If you want to raise the spawn you could just pull out the rock and hatch them in a 10g tank.

Depending on the tank mates and how much cover there is in your tank you could leave the eggs and see how the pair do on their own. If the eggs, wigglers or fry get eaten you could set a tank up for the pair for the next spawn. 

Either way good luck with them.


----------



## Aqualung (Oct 29, 2011)

My kribs recently hatched some eggs I didnt see and they are great parents. they are in a community tank and both the male and female guard the fry.

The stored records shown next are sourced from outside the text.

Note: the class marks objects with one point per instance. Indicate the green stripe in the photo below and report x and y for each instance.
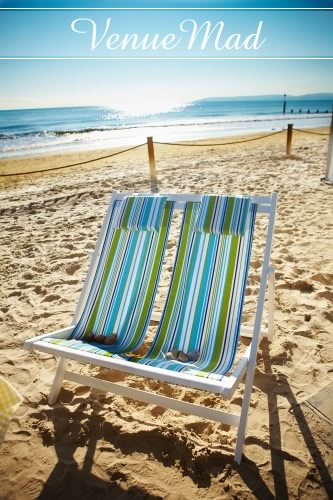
(167, 314)
(154, 272)
(228, 215)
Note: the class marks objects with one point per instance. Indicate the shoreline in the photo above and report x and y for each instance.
(90, 157)
(98, 442)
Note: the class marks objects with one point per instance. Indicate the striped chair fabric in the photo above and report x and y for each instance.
(204, 304)
(125, 283)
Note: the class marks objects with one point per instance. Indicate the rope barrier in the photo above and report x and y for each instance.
(222, 144)
(308, 132)
(74, 164)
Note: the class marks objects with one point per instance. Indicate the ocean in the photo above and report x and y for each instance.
(40, 131)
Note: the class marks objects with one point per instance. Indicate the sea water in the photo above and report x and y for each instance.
(39, 131)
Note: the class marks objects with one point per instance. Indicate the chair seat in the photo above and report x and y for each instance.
(85, 352)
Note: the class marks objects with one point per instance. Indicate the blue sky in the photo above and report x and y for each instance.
(47, 82)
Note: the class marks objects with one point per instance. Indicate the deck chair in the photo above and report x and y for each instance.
(202, 312)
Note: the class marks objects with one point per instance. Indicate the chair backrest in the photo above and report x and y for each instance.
(124, 286)
(205, 300)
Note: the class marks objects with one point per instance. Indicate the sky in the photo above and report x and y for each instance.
(158, 78)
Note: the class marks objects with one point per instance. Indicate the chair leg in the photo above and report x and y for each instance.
(57, 382)
(271, 297)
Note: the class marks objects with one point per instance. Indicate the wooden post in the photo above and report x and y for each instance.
(152, 165)
(329, 171)
(289, 138)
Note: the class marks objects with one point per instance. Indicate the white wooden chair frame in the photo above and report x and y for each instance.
(225, 387)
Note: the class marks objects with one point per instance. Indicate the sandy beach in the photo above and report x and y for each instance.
(99, 446)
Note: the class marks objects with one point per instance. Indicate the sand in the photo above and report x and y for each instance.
(94, 445)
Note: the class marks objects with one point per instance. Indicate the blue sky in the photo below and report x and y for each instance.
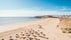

Yes not all the fry made it this way but I do have 6 great looking free swimers that go on outings around the tank with mom  If it were up to me I'd let the pair raise them and see how they do, they will spawn again and if they didnt do well the first time you can try raising them on your own. 

Normally Kribs spawn in caves or overhangs because the female likes to lay her eggs on upside down on the underneath of something, making them hard to detect as was my case.


----------



## nightowl1350 (Mar 19, 2006)

Don't get me wrong there is nothing like watching a pair with their fry. Mine had no other fish in their tank, but still kept the brood in check and would make them freeze on the bottom of the tank when I walked in the room. It was great fun to watch as the fry got older and a few brave souls would dart off from the pack and Mom would track them down, suck them up and spit them back in place.

I got kribs as they do parent raise well and I never had angel pairs that would do that for me and I enjoy watching them. I only say if you really want to raise a spawn you can pull the eggs not wait till they are wigglers or free swimmers. If it is a young pair just let them try it a few times. If you have plants and places they can protect them let them try.


----------